If there’s one thing that distinguishes all Wes Anderson movies from the competition is that they are so purely… Andersonian, meaning immediately recognisable.
But what are the visual structures, colours, themes, and motives that make you scream “oh, but that’s definitely Wes Anderson” when you see an individual frame from The Royal Tenenbaums or The Life Aquatic?
I mean, everyone can probably make an educated guess about Anderson’s idiosyncratic style, from the obsessive symmetrical compositions to the surreal/weird/freakish characters, from the incredibly vast colour palettes to the recurring family themes.
But what if there was an objective, quick, and reliable way to analyse his movies? One that doesn’t necessarily rely on a fallacious personal approach to the artwork?
That’s what drove Yannick Assogba, a software developer and designer, to investigate Anderson’s visual motifs using machine learning, in particular a deep neural network known as “Inception V3”, produced by Google.
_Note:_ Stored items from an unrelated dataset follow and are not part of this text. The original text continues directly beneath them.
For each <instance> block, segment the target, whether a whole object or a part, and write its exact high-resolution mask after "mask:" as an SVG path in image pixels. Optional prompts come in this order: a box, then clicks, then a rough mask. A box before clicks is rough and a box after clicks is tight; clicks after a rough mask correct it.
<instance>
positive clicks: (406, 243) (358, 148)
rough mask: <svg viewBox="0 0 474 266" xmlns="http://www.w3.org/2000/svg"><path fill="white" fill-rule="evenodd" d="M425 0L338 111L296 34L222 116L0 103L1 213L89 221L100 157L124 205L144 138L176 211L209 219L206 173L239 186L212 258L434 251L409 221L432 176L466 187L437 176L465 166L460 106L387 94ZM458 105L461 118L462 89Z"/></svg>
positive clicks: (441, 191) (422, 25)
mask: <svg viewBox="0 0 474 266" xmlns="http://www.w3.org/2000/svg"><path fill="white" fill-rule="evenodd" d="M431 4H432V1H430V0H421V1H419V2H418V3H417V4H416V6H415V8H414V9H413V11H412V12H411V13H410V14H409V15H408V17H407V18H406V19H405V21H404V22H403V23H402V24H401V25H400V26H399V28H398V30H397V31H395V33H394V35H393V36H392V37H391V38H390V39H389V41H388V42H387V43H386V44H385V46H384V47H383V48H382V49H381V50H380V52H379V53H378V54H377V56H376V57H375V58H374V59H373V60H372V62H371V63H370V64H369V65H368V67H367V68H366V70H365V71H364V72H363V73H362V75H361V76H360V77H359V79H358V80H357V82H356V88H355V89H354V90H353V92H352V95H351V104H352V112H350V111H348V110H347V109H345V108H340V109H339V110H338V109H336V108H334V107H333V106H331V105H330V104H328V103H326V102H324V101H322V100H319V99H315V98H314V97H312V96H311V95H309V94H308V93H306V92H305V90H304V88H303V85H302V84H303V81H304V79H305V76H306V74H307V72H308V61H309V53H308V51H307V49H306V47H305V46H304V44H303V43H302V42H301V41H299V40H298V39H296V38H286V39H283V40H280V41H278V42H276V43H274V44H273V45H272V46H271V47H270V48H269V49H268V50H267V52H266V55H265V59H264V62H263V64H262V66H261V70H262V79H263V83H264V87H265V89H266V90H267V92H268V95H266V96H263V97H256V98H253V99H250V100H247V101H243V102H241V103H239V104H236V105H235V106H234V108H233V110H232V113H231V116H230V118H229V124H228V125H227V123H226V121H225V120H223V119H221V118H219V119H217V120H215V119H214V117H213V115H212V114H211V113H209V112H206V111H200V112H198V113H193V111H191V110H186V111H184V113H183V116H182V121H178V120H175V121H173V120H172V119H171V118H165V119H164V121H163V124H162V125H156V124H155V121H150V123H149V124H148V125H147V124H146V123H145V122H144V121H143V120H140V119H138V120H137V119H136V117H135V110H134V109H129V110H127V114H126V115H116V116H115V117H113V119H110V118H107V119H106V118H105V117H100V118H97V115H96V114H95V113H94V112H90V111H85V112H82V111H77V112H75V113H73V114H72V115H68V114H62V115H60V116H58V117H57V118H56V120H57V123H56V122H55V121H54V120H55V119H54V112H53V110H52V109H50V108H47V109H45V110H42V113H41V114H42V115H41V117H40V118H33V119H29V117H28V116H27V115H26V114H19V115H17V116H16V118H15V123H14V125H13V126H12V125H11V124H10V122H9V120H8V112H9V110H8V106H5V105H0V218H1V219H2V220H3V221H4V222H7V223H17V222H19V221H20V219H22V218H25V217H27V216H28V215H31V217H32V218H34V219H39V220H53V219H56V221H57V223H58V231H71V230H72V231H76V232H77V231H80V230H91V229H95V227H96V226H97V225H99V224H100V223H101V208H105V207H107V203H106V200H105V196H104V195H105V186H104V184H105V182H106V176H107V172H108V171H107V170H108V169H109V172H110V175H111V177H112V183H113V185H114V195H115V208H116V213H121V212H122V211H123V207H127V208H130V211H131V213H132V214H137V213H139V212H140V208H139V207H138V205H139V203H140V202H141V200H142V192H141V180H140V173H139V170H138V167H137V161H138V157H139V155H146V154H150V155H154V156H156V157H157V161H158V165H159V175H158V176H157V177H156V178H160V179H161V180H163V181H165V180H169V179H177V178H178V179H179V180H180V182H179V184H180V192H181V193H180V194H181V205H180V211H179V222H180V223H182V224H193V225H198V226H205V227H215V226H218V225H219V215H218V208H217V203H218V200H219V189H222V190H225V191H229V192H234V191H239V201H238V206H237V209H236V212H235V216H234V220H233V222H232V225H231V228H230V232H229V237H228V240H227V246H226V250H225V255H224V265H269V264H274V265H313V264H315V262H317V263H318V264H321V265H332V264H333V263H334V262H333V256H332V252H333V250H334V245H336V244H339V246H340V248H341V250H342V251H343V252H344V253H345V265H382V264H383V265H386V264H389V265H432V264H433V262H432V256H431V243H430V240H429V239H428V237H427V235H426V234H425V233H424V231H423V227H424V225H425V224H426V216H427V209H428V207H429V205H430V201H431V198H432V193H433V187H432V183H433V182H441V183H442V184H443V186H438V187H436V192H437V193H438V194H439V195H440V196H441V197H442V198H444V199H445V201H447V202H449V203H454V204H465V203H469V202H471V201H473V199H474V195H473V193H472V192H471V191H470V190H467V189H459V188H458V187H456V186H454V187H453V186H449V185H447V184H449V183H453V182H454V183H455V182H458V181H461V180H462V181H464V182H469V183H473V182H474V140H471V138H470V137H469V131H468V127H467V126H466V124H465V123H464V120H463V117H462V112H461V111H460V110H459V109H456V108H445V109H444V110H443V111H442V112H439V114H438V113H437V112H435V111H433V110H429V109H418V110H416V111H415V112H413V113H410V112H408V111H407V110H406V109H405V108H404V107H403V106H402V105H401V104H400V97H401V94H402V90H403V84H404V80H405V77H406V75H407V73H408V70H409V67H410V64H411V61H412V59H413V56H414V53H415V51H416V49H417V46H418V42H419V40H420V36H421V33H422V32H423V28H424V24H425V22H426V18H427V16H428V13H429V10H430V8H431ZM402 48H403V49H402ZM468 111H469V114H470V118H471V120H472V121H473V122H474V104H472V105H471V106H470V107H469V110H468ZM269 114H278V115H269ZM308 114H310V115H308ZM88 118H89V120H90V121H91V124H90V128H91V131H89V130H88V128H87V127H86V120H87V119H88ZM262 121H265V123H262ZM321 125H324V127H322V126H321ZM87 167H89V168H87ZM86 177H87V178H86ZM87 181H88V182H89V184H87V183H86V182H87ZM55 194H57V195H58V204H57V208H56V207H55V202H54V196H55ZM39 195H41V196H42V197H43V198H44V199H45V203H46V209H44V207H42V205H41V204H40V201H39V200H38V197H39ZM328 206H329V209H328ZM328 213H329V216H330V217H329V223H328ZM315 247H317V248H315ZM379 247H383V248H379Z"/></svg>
“I am a fan of Wes Anderson’s movies and have always found his style to be interesting so I wanted to do something that would give me another way to look at his movies,” he told Mashable.
Assogba uses four of Anderson’s films as source for his project — The Life Aquatic, The Royal Tenenbaums, Fantastic Mr. Fox, and Moonrise Kingdom — from which he extracts a frame every 10 seconds, for a sample of 2,309 frames in total.
As the word “learning” in machine learning reveals, neural networks are programs that have the ability to learn what information is relevant for them after a training process and then build a representation based on that input data.
“During training hundreds of thousands of labeled (i.e. categorized) images are fed into the network and the strengths of connections between nodes is continually adjusted until the network accurately predicts the labels for known images,” explains Assogba.
One of the first tests on Anderson’s movies was about colours.
Assogba built the matrix by recording the amount of red, green, and blue light used to produce each pixel in the movie. The results are quite mesmerising.
In Moonlight Kingdom, for example, a few clusters are clearly highlighted — dark scenes with a blue tint, yellows & browns with blueish horizon, desaturated with yellow highlights and warn greens and yellows. Sounds about right, doesn’t it?
But what happens when we add the other films? Some visual motifs stand out.
For example, a group of frames with a strong blue tint (Richie’s attempted suicide in Tenenbaums, the pirate attack in Life Aquatic) or strong reds, or again dark scenes with a blue tint or in the foreground or background.
So far so good, nothing really that makes you jump on your chair. But things get more complicated (and interesting) once we deal with physical objects in the movies rather than colours.
The deep learning model used by Assogba, Inception V3, is produced by Google and is trained on a collection of labelled images — animals, appliances, birds, furniture, people, etc. — known as ImageNet.
That means the neural network is trained and able to recognise objects from 1,000 of these categories. What happens when we apply that to the Wes Anderson movies?
Well, some hilariously Andersonian themes stand out, as Assogba notes:
– TV screens
– Texts and titles
– Figure on walkway
– Split Screen composition
You could probably argue that those recurring objects are quite self-evident for whoever watches Anderson’s movies with an attentive eye for detail and a basic understanding of his art. But there are differences.
“I’d say a big difference is the amount of time it takes, rather than watch the movies (repeatedly) and rely on our memories or notes, the machine can look at thousands of images from lots of different films and quickly compare them,” he said.
“It can suggest similarities and juxtapositions for a human to look at, some are ones we would find ourselves while others might be surprising or poetic because of imperfections in the algorithms and models.”